# CLOVE Package Tutorial

This notebook explores the key features and the basic usage of the hypCLOVE library, which allows for the embedding of networks into 2D hyperbolic space with exceptional efficiency in terms of runtime.

For more in-depth information about the package, please refer to the CLOVE article 
[here](https://www.nature.com/articles/s42005-025-02306-8)



# Basic usage of CLOVE

## Importing CLOVE

In [2]:
# If the CLOVE package is already installed, you can import it like this:
import hypCLOVE.hypCLOVE as clove

## Running default CLOVE

In [65]:
# How to Embed a Graph Using .embed from the clove Module

# Example:
# - First, generate a Barabási-Albert graph using NetworkX:
import networkx as nx

G = nx.barabasi_albert_graph(n=20, m=2)

# Now, lets embed the previous Barabási-Albert graph into 2D hyperbolic space by using the `clove.embed` method.
#   The simplest usage only requires passing the `nx.Graph` object. By default, `inplace=False`.
#   If `inplace=True`, the graph `G` will be modified with the coordinates directly.

embedding = clove.embed(G)

In [66]:
# When 'inplace' is set to False, the method returns a dictionary (embedding) with the following keys:

# 1) 'beta_inf': the inferred popularity fading parameter, related to the degree exponent (g) as beta_inf = 1 + 1/g.
# 2) 'dendrogram': the inferred multi-level community structure that determines the arrangement of the nodes.
# 3) 'coords': the inferred cartesian coordinates of the nodes in the native representation of the hyperbolic disk. 
#     If 'return_cartesian' is set to False, 'coords' returns polar coordinates (first radial, second angular)
# 4) 'parameters': all the parameters used during the fitting process.

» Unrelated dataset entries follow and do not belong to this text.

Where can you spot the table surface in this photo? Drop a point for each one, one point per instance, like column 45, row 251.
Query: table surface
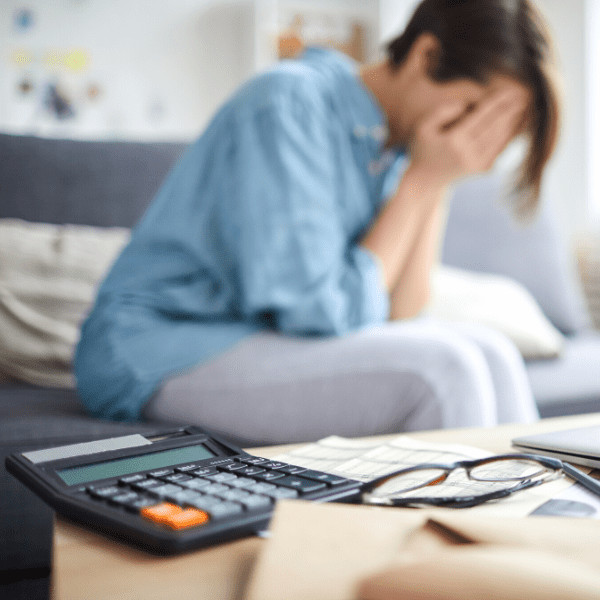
column 88, row 565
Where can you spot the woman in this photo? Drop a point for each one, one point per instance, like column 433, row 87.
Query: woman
column 269, row 290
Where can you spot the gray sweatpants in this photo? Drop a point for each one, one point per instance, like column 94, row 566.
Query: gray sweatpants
column 397, row 377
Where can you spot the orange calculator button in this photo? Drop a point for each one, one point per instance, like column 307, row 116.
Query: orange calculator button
column 190, row 517
column 161, row 513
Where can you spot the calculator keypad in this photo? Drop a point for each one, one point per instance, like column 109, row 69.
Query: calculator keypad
column 192, row 495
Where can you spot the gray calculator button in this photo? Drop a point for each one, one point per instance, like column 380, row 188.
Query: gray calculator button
column 137, row 505
column 225, row 509
column 161, row 473
column 184, row 468
column 281, row 493
column 124, row 498
column 146, row 484
column 204, row 471
column 251, row 470
column 131, row 479
column 106, row 492
column 256, row 501
column 177, row 478
column 205, row 502
column 241, row 482
column 195, row 483
column 221, row 477
column 215, row 488
column 183, row 496
column 235, row 495
column 270, row 475
column 261, row 488
column 164, row 490
column 292, row 469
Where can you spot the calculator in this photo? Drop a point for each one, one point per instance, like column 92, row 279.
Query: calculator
column 171, row 491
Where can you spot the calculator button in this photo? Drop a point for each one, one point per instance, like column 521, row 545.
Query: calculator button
column 281, row 493
column 125, row 498
column 195, row 483
column 106, row 492
column 235, row 495
column 204, row 471
column 161, row 473
column 242, row 482
column 183, row 496
column 190, row 517
column 252, row 470
column 261, row 488
column 234, row 466
column 159, row 513
column 257, row 501
column 325, row 477
column 205, row 502
column 270, row 475
column 273, row 465
column 302, row 485
column 292, row 469
column 146, row 484
column 253, row 460
column 177, row 478
column 164, row 490
column 185, row 468
column 215, row 488
column 225, row 509
column 221, row 477
column 137, row 505
column 131, row 479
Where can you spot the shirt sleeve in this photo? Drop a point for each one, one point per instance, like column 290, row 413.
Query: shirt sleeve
column 290, row 234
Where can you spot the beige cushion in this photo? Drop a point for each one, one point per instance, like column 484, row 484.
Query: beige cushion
column 498, row 302
column 48, row 280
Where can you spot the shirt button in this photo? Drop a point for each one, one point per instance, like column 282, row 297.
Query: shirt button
column 379, row 133
column 360, row 131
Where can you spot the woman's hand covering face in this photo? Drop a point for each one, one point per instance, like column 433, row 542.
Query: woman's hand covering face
column 458, row 139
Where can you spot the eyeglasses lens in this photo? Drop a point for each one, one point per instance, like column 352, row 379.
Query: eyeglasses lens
column 508, row 470
column 418, row 479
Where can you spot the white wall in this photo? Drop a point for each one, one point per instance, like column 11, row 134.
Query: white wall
column 161, row 67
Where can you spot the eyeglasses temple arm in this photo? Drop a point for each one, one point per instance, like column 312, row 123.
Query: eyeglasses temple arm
column 593, row 485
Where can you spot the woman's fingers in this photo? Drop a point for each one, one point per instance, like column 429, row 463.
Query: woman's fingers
column 494, row 108
column 499, row 134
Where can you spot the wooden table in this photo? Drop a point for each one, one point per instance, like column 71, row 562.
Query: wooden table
column 88, row 565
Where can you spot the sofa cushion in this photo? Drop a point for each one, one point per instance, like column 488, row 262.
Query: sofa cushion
column 569, row 384
column 80, row 182
column 495, row 301
column 482, row 235
column 48, row 280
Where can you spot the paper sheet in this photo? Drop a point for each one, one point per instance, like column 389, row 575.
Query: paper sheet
column 364, row 461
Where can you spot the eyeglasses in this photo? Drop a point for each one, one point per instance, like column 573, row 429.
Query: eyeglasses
column 487, row 479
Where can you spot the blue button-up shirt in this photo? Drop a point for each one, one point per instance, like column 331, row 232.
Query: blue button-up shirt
column 256, row 227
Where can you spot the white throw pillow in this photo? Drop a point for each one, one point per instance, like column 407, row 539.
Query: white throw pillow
column 498, row 302
column 48, row 280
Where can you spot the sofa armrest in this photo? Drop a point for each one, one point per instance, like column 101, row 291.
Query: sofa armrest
column 483, row 236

# display the returning keys
embedding.keys()


dict_keys(['coords', 'dendrogram', 'beta_inf', 'parameters'])

In [67]:
# print out the inferred coordinates for e.g. node 0
embedding['coords']

{0: [1.0584141087503849, 3.257463678015078],
 1: [3.626226066295832e-16, 5.922076583747333],
 2: [-1.8440336113647366, 0.5991628408478997],
 3: [-2.8765994955423726, 3.5228183646448575e-16],
 4: [3.6275837786491127, -1.178673419418089],
 5: [-2.5643705821427147, -3.52955330664937],
 6: [1.4126087784146335, -4.347562781795966],
 7: [3.914671232394061, 1.2719537876811753],
 8: [-5.143993550522885, -1.6713848218599243],
 9: [-8.729163204406725e-16, -4.751935121475737],
 10: [-1.6015514502681527, -4.929068532429443],
 11: [4.08860744403692, 2.970547188412121],
 12: [-3.2380888793851015, 4.456846990464417],
 13: [3.2929476983119077, 4.532353677013674],
 14: [-1.7581839979882767, 5.41113394593349],
 15: [3.973299539626125, -2.886771092042503],
 16: [-4.669333831613204, -3.3924696061212143],
 17: [-4.731888735394559, 3.4379184040536543],
 18: [3.1155178941538657, -4.288142502417807],
 19: [5.991464547107982, 0.0]}

In [68]:
# print out beta with the estimated degree scaling exponent ( 1 + 1 / beta)
print(f"Popularity fading parameter: {embedding['beta_inf']}, Inferred degree decay exponent: {1. + 1./embedding['beta_inf']}")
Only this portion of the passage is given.